I have been thinking about something like that for a while, and focused on my pool pump. The biggest challenge that I have found is the lack of predictability of my solar power production. You can probably cover the two extremes - in the middle of a sunny day in summer you produce enough power to keep everything running, and on a rainy/cloudy day in winter you never produce enough to run anything solely off solar power.

Ideally you would want to predict your solar power output based on past data, time of day, season, weather forecast.

Just an example: let’s say you run your pool pump at 9am for 2 hours, and the pump uses 1000W. It’s a cloudy day and at 9am you only produce 500W. Start the pool pump anyway and buy the gap from the grid? Or hope that the weather forecast is correct, and the clouds disappear in 1 hour. But what if the clouds do not go away, and one hour later you only produce 250W? And so on…

For now I have implemented my pool pump automation based on the time of the day and sunrise/sunset, as well as a few seasonal features.

exxamalte,

These problems I think ive got figured out in the automations… I think I have 4 or 5 for the pool pump (have not put anything on github yet) but basically it works like this:

If solar production > pool pump wattage (750) and(condition) power sent to grid > 750 turn on pump

If power sent to grid < -500 turn off pump

Then… The magic trick, I want to run the pump 8 hours a day so I have a catch up automation that runs at midnight since electricity is cheaper after midnight.

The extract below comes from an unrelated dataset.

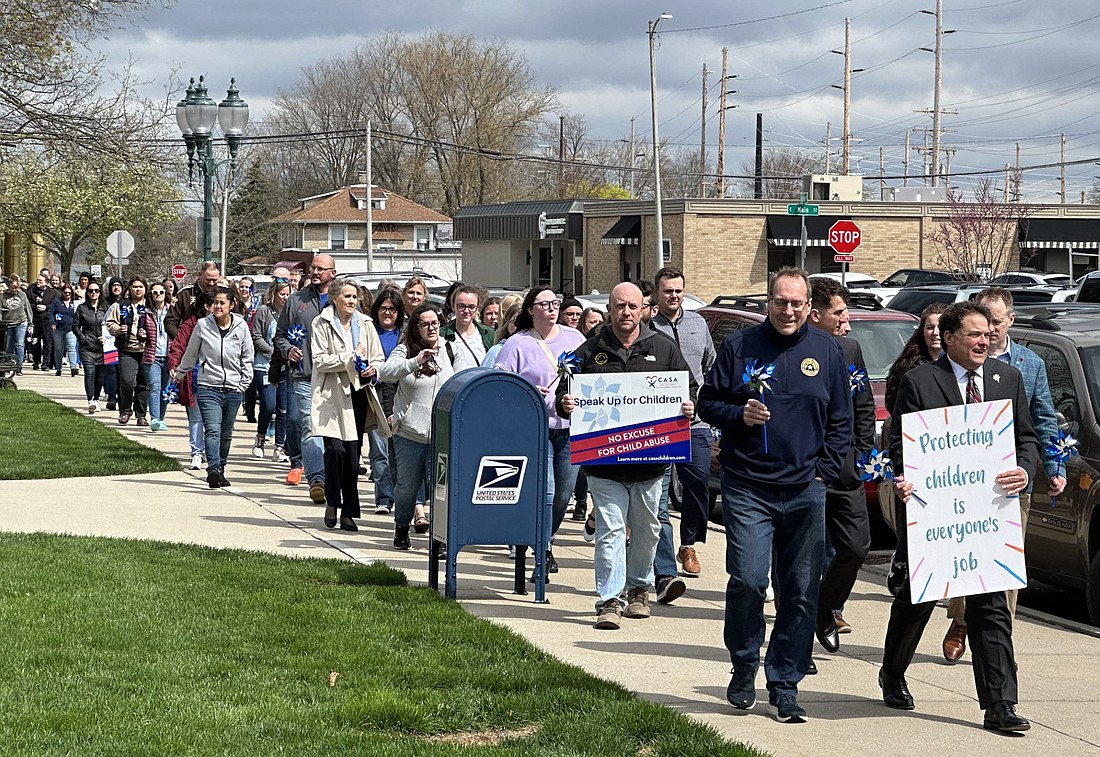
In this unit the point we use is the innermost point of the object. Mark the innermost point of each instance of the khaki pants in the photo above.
(956, 607)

I have a sensor value that captures the run time of the pump and every night after midnight it runs until the accumulated time for the past 24 hours is 8

If time = 00:00 and(condition) pump hours < 8
disable the automation that turns off the pool pump
trigger the automation that turns on the pump

Do the reverse when the 8 hours is met.

I need to add in seasons so I can reduce the number of hours but thats easy enough…

This way, however I do not need to worry about the varying out put of the solar and I can guarantee that my pool pump runs the scheduled time per day either using the cheapest electricity OR the solar power.

My biggest problem is that this works GREAT with the pool pump and the water heater but it is very rudimentary scheduling at best. The water heater is basically the same routine but it turns off the water heater after -500 watts for 10 seconds where as the pool pump turns off after -500 watts for 1 minute so that I can ensure that the water heater coming on does not trigger the pool pump turning off and that the pool pump is more or less prioritized over the water heater. But when I start thinking about adding two or three AC units this just does not really work… Or just gets very complicated and convoluted.

That is indeed a nice trick. In my case electricity costs the same all day (heat pump is on a special cheap night circuit), and local council does not allow to run the pool pump over night.